07 April 2011 | International Solidarity Movement

Nabil Awad and his wife - both arrested

At approximately 10.00pm last night the army once again entered the village of Awarta, throwing sound-bombs into the streets and declaring it a closed military zone, putting the residents under house arrest. This time the army arrested over 200 people, amongst them women and the elderly. The arrested were marched two kilometres out of the village before being tightly packed into buses and taken to Huwwara military base. Some of the villagers were in their pyjamas and without shoes when they were taken to the base and questioned, before having their fingerprints, DNA and photographs taken. Villagers were held until 4.00 in the morning; during this time those who were ill with conditions such as asthma were denied their medication. The oldest villager taken was 80 year old Nabil Awad who was arrested with his 70 year old wife. The soldiers entered his house by breaking the door, they hit his wife and his son and daughter who asked them not to take Nabil who is sick with heart failure. Nabil’s house had been searched in the previous weeks by the army who had destroyed many of his possessions and poured oil into his sugar supply.

Huda Quwariq in her home after the army raided it.

The Qawariq family whose son and nephew where killed in 2010 by the Israeli army have been especially targeted and last night had their house searched for the 9th time before the father was again taken away to the military base. Although he was later released with the other villagers, he received a phone call from the army later in the morning demanding that he return to the base. Two sons of the Qawariq family are still being held in prison since being arrested early on in the raids. Whilst searching the house, the army again destroyed the families’ belongings, making a hole in the bathroom wall, pulling clothes and blankets out of the cupboards and pulling apart the washing machine. The army also once again brought dogs into the house who contaminated the familes’ food making it inedible.

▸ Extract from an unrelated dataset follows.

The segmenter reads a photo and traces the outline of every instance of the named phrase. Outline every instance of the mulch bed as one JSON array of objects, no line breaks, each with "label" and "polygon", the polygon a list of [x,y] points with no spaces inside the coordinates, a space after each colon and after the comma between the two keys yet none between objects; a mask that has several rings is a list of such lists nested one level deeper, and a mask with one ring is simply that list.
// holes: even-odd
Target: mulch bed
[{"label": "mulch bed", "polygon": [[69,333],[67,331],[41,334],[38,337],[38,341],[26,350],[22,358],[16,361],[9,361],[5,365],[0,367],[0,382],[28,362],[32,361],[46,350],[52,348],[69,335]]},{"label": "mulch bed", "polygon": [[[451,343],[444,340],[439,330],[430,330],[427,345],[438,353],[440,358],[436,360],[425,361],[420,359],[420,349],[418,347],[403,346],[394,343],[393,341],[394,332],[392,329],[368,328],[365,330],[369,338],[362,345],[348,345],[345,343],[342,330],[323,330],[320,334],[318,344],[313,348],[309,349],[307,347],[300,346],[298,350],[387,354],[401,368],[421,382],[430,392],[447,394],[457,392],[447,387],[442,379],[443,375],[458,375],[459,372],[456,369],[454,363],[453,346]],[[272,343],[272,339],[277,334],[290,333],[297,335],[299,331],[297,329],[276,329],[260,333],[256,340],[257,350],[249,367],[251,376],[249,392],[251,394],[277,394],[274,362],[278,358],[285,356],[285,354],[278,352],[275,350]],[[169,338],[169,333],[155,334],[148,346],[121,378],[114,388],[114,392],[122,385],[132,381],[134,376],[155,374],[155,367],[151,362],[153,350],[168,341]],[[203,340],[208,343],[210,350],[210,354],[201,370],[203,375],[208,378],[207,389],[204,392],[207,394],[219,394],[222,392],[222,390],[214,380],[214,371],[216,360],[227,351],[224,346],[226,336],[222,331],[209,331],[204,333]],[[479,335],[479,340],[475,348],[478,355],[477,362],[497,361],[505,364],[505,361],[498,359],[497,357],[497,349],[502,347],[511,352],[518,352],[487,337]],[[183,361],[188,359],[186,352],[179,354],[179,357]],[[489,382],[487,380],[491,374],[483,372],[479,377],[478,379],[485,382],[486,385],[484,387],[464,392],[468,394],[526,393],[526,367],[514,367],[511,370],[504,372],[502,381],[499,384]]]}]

Today the village enters its 28th day of army incursions following the killing of the Fogal family in the nearby illegal settlement of Itamar. Since the 12th March, villagers have been at the mercy of the Israeli army who have subjected them to military curfews which have left them lacking food, water and gas and have prevented ambulances and press from entering the village. ISM activists have been present in the village during some of these curfew, including the first one lasting five days, and have witnessed the army brutality first-hand. The army has arrested hundreds of villagers in the past 28 days, with 41 still imprisoned in Israel. None of the arrested have yet been charged with any crime. They have conducted numerous house searches in which they have destroyed and stolen property, and evicted families from their homes and occupied them for military purposes. Villagers have been beaten and hospitalised in acts of army brutality from which now even women and the aged are not spared. Huda Qawariq, the mother of one of the young boys killed last year, today described her and her families’ fear at the soldier attacks, telling us: ‘Soldiers have dogs and guns; all we have is God’.